WMAI: “What is the one thing every person teaching wilderness medicine must know?”
April: “Relay to students that they should use every second of time in this class and avoid letting one second of this class go to waste. You only do this once every few years and you have plenty of time to forget, so use your investment wisely. Keep your materials around and frequently reflect, look at your notes, and read case studies before you go back in the field to keep it fresh.”
WMAI: “Do you find the skills learned in WMAI courses transferable to other situations, e.g., school, work, play, etc.?”
April: “Many times – a personal example that comes to mind happened while I was climbing with friends at Smith Rock in Oregon. A woman we didn’t know was lead climbing and missed her clip. She broke her ankle and I was the first responder. Her husband came back the next day and gave me a six-pack of beer! Not long after this, I myself was the patient. I was hit by falling rock (also at Smith Rock). The people treating me had no first aid supply, so I had to instruct them to get the first aid supplies from my pack. It was frustrating to see other outdoor enthusiasts be so unprepared. I had to go to the ER and had a mild TBI with multiple lacerations requiring repairs. The major takeaway of the experience was my thought of my students – do I trust them to help my loved ones if they were sick or injured? Or me? Teach them the way you would want to be treated, because they may be the ones saving your life.”
WMAI: “What are the defining moments of your career thus far?”
April: “A few years into my career there was a big search and rescue mission in Sante Fe for a missing hiker. It initially seemed like a straightforward mission, but the weather was turning. It was late spring and there was a mix of winter-spring weather. We sent out a ground pounder team headed toward the hiker’s last estimated location. I was sick with a GI bug so I was assigned to help with air operations, rather than try to hike at altitude with gear. The state and National Guard decided to send a helicopter and pick up the missing hiker before the weather set in. By the time the helicopter picked her up around 12,000 feet, the weather had turned and the helicopter crashed, killing both the pilot and the hiker. The co-pilot ultimately survived. The rescue then escalated, multiple agencies became involved, and it became an incredibly stressful mission.
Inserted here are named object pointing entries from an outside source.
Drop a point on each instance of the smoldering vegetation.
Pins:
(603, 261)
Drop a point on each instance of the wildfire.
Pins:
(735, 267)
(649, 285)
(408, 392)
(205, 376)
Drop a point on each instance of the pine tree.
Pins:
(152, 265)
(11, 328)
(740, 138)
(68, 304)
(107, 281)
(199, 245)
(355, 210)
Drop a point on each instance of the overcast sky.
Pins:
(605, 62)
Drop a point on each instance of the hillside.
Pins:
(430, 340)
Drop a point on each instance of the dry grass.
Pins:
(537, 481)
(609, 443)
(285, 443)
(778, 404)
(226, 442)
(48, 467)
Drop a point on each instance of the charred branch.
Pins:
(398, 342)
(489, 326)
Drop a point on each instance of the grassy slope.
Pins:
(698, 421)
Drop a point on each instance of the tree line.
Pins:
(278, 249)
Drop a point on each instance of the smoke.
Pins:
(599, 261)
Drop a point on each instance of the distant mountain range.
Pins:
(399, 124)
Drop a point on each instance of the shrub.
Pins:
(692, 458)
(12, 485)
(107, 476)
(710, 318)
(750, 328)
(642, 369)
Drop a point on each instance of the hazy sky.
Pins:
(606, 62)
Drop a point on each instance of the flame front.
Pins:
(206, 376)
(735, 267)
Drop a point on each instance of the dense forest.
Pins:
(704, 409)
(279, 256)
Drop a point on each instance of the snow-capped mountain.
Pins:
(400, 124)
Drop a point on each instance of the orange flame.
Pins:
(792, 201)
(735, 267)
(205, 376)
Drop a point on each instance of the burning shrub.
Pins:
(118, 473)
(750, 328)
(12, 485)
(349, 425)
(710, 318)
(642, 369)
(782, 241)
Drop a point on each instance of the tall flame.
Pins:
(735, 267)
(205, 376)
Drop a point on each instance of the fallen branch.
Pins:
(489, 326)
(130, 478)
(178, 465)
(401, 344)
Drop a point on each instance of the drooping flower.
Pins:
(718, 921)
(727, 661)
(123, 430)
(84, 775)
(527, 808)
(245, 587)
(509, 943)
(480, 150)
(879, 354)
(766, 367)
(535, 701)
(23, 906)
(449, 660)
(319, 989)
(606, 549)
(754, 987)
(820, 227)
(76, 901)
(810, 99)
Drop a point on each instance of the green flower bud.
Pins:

I was forced to adapt and was thrust into a role in which I had no previous knowledge, and had to manage stress working with people I had never met. I was eventually assigned to set up a medical station for all returning rescuers in the ski area’s cafeteria and to assess the hiker’s partner who had been separated from her before the mission and had already been found. It was a lesson in flexibility and adaptation to changing circumstances. It reinvigorated me and gave me a bigger drive to be a part of volunteering in unpredictable environments, and upon reflection, I came out feeling motivated, taking more preventative measures to benefit team members in the future, and of course, intense sadness of the way that it went down. The whole team, including me, grew as a result.”
WMAI: “What do you believe are the key attributes to a successful wilderness medicine professional?”
April: “In addition to continuing to educate oneself and evolve as an instructor, I’d say 1. Flexibility, 2. Integrity 3. Humility. I’ve been humbled enough in my career, and know to bring humility to each situation I encounter.”